On Tuesday, the Senate Judiciary Committee held a hearing on the issue that some lawmakers call a ‘public health emergency.’ They say what kids find while surfing the web can contribute to depression, eating disorders, cyberbullying, and thoughts of suicide.
“The American consumer is virtually unprotected from the adverse effects of social media. That needs to, and I think, will change,” said Sen. Lindsey Graham (R-S.C.).
Senators Richard Blumenthal (D-Conn.) and Marsha Blackburn (R-Tenn.) spoke at length about the bipartisan legislation they want Congress to pass. The bipartisan Kids Online Safety Act would require additional online security tools and force social media companies to rethink their algorithms.

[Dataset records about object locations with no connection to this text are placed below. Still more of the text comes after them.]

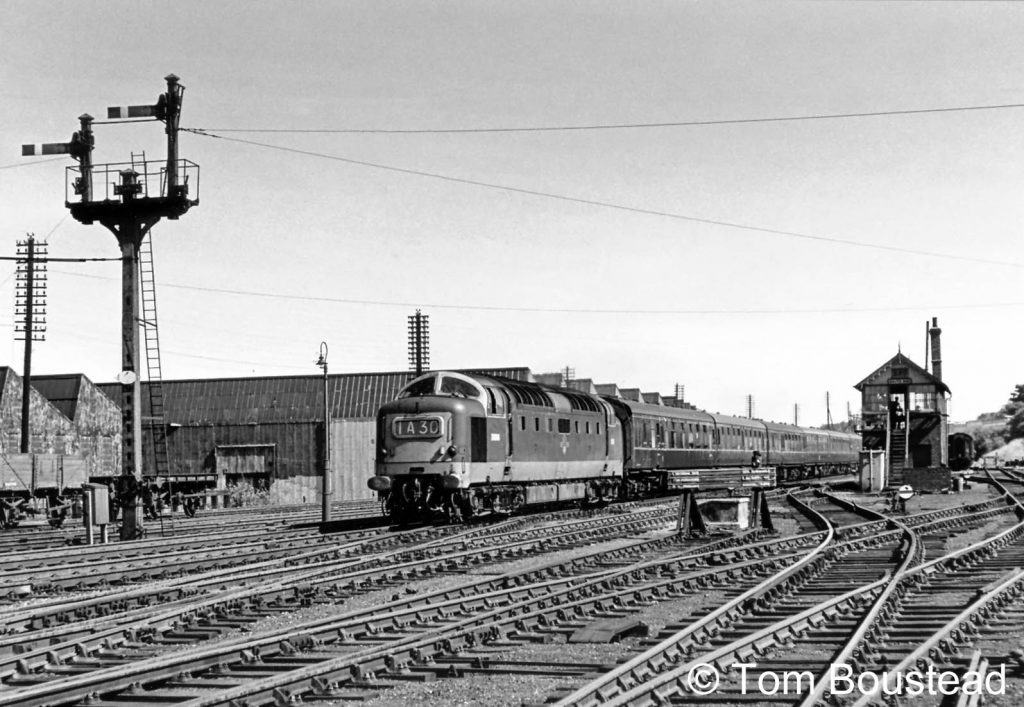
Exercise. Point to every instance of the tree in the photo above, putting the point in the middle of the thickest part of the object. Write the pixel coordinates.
(1018, 394)
(1016, 402)
(1015, 427)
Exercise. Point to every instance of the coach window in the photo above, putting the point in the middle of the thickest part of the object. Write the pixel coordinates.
(496, 400)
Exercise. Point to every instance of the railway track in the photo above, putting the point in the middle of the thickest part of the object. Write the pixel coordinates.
(242, 609)
(835, 587)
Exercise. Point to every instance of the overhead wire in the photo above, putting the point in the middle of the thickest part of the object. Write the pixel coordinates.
(569, 310)
(612, 205)
(620, 126)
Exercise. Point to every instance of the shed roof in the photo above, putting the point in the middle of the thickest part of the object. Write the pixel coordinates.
(61, 390)
(280, 399)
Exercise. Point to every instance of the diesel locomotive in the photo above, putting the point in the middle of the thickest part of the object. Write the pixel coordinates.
(465, 444)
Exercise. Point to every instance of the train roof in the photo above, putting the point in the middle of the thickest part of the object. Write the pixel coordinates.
(686, 414)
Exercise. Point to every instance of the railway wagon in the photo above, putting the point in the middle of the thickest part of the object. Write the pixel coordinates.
(463, 444)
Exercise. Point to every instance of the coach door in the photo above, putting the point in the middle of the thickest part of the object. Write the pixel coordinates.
(499, 432)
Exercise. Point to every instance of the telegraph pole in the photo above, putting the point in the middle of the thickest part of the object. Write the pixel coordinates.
(419, 342)
(128, 207)
(327, 483)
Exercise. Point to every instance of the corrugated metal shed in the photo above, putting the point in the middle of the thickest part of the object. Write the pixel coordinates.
(61, 390)
(286, 412)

“Big tech has relentlessly, ruthlessly, pumped up profits by purposefully exploiting kids and parents pain,” said Sen. Blumenthal, adding, “we have to give kids and parents, yes both kids and parents, the tools, transperency, and guardrails they need to take back control over their own lives.”

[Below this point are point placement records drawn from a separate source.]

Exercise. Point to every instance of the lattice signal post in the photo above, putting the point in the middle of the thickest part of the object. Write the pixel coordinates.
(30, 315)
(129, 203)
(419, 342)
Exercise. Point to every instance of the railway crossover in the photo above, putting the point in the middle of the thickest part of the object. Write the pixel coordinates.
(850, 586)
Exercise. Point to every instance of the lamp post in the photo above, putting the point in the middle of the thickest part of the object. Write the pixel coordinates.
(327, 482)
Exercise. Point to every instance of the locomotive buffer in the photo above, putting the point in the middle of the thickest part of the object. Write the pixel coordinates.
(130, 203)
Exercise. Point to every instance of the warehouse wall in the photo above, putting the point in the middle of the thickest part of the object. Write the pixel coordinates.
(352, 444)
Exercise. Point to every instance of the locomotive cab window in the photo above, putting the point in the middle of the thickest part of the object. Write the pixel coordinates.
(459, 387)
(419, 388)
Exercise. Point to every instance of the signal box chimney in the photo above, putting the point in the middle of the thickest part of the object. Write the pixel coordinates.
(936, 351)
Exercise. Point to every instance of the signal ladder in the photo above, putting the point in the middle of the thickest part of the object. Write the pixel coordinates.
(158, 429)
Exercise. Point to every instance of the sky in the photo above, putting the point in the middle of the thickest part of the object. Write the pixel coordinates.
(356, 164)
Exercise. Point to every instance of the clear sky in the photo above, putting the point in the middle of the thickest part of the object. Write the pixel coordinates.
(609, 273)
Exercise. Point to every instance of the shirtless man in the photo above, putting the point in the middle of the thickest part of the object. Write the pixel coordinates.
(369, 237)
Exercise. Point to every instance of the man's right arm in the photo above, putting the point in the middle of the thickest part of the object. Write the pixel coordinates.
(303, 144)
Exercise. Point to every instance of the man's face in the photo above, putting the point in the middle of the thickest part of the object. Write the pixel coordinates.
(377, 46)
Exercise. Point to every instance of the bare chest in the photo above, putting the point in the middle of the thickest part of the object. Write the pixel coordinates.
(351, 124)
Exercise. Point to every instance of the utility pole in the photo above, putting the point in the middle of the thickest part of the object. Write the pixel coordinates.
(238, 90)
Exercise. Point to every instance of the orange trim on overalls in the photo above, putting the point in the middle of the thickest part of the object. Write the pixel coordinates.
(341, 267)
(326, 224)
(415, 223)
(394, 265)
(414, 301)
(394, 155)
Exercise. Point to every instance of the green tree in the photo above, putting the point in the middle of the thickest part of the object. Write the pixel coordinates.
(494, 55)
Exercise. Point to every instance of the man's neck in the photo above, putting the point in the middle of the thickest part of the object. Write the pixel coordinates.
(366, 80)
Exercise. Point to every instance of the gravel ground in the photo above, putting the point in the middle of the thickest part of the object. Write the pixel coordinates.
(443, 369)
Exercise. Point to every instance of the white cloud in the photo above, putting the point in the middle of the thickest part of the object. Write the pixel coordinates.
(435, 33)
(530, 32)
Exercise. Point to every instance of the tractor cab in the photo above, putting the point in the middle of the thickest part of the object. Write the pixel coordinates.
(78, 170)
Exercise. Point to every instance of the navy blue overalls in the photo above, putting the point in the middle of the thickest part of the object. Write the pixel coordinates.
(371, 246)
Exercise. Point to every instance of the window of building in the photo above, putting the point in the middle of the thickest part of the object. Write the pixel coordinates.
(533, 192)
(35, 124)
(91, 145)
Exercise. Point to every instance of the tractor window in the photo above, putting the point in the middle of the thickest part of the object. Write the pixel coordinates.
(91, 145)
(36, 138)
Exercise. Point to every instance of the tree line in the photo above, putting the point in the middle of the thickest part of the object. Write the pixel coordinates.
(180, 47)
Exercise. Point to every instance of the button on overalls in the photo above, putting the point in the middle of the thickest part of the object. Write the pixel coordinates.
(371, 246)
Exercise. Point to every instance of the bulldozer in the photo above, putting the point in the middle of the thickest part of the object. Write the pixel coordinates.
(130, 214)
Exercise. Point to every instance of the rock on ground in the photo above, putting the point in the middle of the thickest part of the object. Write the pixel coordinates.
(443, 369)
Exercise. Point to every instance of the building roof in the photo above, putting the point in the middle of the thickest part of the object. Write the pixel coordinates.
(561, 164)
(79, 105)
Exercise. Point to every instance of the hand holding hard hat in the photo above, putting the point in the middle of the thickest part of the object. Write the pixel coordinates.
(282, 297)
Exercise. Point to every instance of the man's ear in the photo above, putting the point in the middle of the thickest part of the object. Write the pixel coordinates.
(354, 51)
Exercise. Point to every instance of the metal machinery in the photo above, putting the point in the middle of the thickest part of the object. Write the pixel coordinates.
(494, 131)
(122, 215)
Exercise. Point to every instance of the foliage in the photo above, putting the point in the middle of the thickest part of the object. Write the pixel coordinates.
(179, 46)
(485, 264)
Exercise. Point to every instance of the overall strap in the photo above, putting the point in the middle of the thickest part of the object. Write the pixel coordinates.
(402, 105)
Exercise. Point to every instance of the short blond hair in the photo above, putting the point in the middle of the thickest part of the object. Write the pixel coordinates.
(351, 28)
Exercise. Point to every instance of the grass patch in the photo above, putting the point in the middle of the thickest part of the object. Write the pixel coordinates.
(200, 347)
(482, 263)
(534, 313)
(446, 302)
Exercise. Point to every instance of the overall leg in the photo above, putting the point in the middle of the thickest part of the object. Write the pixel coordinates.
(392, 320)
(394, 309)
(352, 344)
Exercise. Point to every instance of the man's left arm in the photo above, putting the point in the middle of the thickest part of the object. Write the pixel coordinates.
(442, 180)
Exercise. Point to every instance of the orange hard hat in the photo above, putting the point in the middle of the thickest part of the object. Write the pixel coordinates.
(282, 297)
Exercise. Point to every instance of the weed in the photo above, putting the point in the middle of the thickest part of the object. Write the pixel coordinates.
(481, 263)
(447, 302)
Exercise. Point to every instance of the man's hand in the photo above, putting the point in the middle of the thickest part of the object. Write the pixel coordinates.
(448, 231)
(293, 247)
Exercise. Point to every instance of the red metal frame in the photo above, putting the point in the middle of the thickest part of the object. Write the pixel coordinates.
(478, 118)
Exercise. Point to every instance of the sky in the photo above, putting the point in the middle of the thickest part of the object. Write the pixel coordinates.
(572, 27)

Sen. Blackburn told the panel, “it is almost as if these social media platforms are operating in the days of the Wild West. And, anything goes. And when these children are on these platforms, they’re the product. They’re the product. Their data is taken. That data is monetized and then it is sold to the advertisers who are going to feed more information to these children.”

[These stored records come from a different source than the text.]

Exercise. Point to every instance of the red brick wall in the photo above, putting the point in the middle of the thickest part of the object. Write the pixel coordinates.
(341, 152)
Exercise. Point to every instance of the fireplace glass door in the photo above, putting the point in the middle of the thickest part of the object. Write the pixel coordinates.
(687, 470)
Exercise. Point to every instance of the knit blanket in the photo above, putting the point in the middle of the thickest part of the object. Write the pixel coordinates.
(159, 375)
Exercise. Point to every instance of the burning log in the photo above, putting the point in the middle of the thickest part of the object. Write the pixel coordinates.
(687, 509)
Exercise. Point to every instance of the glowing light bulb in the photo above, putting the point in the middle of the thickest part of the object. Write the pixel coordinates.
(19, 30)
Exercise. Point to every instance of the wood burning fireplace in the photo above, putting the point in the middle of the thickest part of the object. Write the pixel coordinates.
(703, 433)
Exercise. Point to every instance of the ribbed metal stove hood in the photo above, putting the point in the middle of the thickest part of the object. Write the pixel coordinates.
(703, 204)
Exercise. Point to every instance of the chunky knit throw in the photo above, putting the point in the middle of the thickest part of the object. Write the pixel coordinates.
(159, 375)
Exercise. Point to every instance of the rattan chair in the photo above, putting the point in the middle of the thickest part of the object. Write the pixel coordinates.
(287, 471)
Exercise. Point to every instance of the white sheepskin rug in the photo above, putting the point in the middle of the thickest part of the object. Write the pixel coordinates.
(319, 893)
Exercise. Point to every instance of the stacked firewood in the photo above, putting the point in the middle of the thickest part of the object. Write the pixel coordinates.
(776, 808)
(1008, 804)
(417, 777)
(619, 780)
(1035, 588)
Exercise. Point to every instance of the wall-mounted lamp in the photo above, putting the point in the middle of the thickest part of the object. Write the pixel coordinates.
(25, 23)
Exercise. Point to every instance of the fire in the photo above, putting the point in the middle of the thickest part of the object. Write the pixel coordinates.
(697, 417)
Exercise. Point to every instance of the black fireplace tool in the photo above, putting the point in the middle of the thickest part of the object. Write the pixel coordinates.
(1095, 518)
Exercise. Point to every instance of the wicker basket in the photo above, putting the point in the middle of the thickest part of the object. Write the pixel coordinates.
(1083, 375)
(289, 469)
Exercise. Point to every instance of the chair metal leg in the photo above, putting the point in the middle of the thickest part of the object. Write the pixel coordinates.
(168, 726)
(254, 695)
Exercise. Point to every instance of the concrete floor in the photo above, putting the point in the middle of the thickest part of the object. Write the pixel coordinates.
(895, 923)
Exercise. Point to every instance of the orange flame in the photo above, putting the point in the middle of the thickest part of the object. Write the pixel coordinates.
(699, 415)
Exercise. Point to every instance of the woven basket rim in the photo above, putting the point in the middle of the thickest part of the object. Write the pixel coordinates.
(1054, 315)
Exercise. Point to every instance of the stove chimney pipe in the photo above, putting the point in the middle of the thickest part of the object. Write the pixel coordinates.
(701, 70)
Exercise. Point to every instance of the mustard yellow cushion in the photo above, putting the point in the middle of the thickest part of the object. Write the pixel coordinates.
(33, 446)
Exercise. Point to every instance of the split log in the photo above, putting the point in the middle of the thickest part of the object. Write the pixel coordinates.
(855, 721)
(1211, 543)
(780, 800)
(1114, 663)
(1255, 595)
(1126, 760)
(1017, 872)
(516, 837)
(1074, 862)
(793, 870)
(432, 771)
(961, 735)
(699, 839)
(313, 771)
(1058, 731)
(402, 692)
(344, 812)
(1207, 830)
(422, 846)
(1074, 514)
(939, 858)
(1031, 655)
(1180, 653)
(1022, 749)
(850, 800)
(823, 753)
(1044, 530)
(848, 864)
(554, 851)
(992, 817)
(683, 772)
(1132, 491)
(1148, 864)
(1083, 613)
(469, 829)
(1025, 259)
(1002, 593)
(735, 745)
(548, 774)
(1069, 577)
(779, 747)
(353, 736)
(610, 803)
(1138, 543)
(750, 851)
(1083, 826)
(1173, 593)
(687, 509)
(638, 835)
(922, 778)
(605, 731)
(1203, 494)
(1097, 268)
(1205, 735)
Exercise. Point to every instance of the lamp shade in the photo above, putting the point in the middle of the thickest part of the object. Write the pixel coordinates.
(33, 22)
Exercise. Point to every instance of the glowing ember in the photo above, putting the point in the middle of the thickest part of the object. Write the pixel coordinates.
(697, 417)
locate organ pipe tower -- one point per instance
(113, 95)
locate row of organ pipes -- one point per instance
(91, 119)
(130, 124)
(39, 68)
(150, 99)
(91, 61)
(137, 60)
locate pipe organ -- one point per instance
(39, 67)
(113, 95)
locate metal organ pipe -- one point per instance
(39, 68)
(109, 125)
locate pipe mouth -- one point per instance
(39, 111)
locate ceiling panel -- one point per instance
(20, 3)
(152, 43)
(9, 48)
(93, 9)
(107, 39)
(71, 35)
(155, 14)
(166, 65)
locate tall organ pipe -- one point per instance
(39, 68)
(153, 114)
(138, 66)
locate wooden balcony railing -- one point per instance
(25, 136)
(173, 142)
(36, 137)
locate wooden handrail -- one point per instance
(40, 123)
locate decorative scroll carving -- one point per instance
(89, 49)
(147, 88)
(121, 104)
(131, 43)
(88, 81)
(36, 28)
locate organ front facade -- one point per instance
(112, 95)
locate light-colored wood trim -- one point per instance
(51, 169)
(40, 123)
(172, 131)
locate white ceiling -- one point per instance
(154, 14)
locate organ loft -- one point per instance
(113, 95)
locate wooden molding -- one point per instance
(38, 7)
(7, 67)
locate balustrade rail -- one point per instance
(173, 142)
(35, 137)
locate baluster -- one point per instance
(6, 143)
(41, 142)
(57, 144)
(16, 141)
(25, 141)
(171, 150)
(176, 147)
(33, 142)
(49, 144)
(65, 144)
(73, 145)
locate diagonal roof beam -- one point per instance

A recent Pew Research Center poll shows 46-percent of kids between 13 and 17 have experienced cyberbullying. Oregon mother, Kristin Bride testified to lawmakers at the hearing about the cyberbullying that she said led to the death of her son Carson. Bride is now a member of the Council for Responsible Social Media.
“I woke to the complete shock and horror that Carson had hung himself in our garage while we slept. In the weeks that followed, we learned that Carson had been viciously cyber-bullied,” she said.
Emma Lembke, founder of the Log Off Movement & fellow member of the Council for Responsible Social Media, also spoke about the impact social media had on her life. She created her first social media accounts in the 6th grade.
“As a 12-year-old, I was constantly comparing myself to others, quantifying my worth through likes, comments, and followers. And, as a young woman I was really exposed to unrealistic body standards that damaged my sense of self and led me to disordered eating,” said Lembke. She said finally in the 9th grade she asked herself why she allowed apps to have so much control over her life.
“That breaking point led to a very long and difficult process of rebuilding my healthy relationship with tech that has led me here today to advocate not just for the healthier usage of tech but for lawmakers to regulate these companies to build safer online spaces for the next generation,” she said.
Concerned lawmakers believe a recent CDC report is evidence of the harm social media can cause.
It reported nearly 3 in 5 teenage girls feel persistently sad or hopeless.
If someone in your life is experiencing thoughts of suicide, you’re urged to call 988.